Increasing benefits such as health insurance, wage growth and paid leave is “very desirable” in the industry, especially in private clinics. Wages should be in accordance with the price increase in the cost of living each year in addition to implemented policies in line with creating a safer and just work environment.

“In many ways, we have some of the solutions at our fingertips, but we don’t pay attention to them, or we don’t have the political will to move things forward”, highlights CHWS’s Jean Moore. Moore’s team has been struggling with creating more access to preventive services in the community, allowing dental hygienists to work in schools, Head Start programs, nursing homes, and communities to create better dental care access.

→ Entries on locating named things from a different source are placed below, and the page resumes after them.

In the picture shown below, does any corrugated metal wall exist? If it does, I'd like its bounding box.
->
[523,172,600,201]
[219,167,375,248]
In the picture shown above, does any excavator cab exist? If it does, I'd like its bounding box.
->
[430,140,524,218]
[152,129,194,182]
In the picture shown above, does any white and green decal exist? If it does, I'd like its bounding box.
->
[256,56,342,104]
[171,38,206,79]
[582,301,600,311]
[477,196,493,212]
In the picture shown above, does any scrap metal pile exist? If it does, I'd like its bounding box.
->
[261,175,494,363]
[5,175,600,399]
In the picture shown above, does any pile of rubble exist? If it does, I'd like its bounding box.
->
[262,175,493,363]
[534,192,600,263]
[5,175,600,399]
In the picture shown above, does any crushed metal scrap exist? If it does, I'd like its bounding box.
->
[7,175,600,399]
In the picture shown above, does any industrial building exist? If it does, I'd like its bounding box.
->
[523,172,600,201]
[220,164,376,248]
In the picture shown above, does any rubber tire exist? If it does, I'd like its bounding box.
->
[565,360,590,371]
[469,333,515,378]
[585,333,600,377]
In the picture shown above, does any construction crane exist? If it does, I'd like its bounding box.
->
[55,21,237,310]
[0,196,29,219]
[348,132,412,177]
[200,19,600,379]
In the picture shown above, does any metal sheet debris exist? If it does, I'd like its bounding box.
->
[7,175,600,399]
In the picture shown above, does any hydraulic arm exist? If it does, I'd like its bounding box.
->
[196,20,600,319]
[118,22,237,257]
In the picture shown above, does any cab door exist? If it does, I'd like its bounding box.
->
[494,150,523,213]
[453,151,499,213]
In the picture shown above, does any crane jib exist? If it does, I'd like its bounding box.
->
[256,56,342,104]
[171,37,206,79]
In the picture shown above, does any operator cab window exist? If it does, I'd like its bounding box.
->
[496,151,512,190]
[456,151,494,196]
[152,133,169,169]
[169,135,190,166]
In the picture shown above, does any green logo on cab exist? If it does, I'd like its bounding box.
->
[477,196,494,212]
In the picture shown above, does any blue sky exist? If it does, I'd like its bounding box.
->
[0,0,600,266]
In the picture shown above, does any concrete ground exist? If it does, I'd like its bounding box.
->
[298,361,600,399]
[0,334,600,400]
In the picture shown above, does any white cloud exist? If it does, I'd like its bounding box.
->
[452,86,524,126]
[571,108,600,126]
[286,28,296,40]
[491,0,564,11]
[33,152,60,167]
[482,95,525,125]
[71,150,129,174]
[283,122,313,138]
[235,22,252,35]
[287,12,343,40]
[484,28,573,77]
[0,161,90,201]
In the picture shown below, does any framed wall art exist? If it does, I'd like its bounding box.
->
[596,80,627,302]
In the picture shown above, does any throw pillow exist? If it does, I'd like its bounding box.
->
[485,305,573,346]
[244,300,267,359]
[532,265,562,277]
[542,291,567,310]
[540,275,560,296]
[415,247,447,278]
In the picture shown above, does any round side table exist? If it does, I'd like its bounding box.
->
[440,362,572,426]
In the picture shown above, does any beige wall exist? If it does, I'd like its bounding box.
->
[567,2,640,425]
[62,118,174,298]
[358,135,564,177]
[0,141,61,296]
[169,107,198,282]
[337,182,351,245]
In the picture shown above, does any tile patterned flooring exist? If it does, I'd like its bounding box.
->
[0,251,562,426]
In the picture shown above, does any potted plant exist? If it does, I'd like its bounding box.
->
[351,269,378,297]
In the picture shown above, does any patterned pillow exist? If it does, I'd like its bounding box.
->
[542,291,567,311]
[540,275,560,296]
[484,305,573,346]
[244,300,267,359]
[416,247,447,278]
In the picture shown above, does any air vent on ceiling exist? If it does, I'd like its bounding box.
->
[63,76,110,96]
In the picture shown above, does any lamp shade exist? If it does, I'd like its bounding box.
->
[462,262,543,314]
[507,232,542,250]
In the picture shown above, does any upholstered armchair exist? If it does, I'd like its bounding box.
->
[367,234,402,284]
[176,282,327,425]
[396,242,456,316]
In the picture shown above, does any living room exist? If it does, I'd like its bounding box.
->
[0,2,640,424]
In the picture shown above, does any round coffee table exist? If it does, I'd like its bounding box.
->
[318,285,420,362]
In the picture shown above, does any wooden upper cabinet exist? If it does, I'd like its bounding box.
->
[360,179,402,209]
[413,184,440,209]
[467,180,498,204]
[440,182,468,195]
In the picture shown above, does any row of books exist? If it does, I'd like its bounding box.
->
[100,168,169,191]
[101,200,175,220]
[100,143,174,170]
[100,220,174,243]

However, Moore declared that the scope of practice for dental hygienists is very restricted and limited in many states, adding that it is very hard to change policies regarding dental hygiene scope of practice, even though it is in the best interests of the patients.

The number of days of poor mental health and burnout experienced by U.S. health workers increased in 2022 in comparison with 2018. Workplaces should not promote or replicate the unsafe conditions, such as working without adequate personal protective equipment, that were faced by many institutions during the pandemic. Instead, employment settings are highly encouraged to reduce administrative and documentation burdens along with the cognitive load and increasing flexibility in work scheduling.

Candace Owen, RDH, MS, MPH, Senior Director of Education and Strategic Partnerships at the National Network for Oral Health Access, recommends having a minimum of two dental assistants working clinically to support one dentist. Additionally, she encourages clearly defining the roles and responsibilities of dental assistants and front office administrative team members to avoid burnout. The U.S. Surgeon General Vivek Murthy warns that we must join forces as a society to build a health care system where patients, communities, and health workers can all advance and protect one another.

Jonathan Ricardo Diaz Masaya is a dental student from Guatemala and a 2024 fellow with the U.S. State Department’s Community Engagement Exchange Program currently working with Community Catalyst.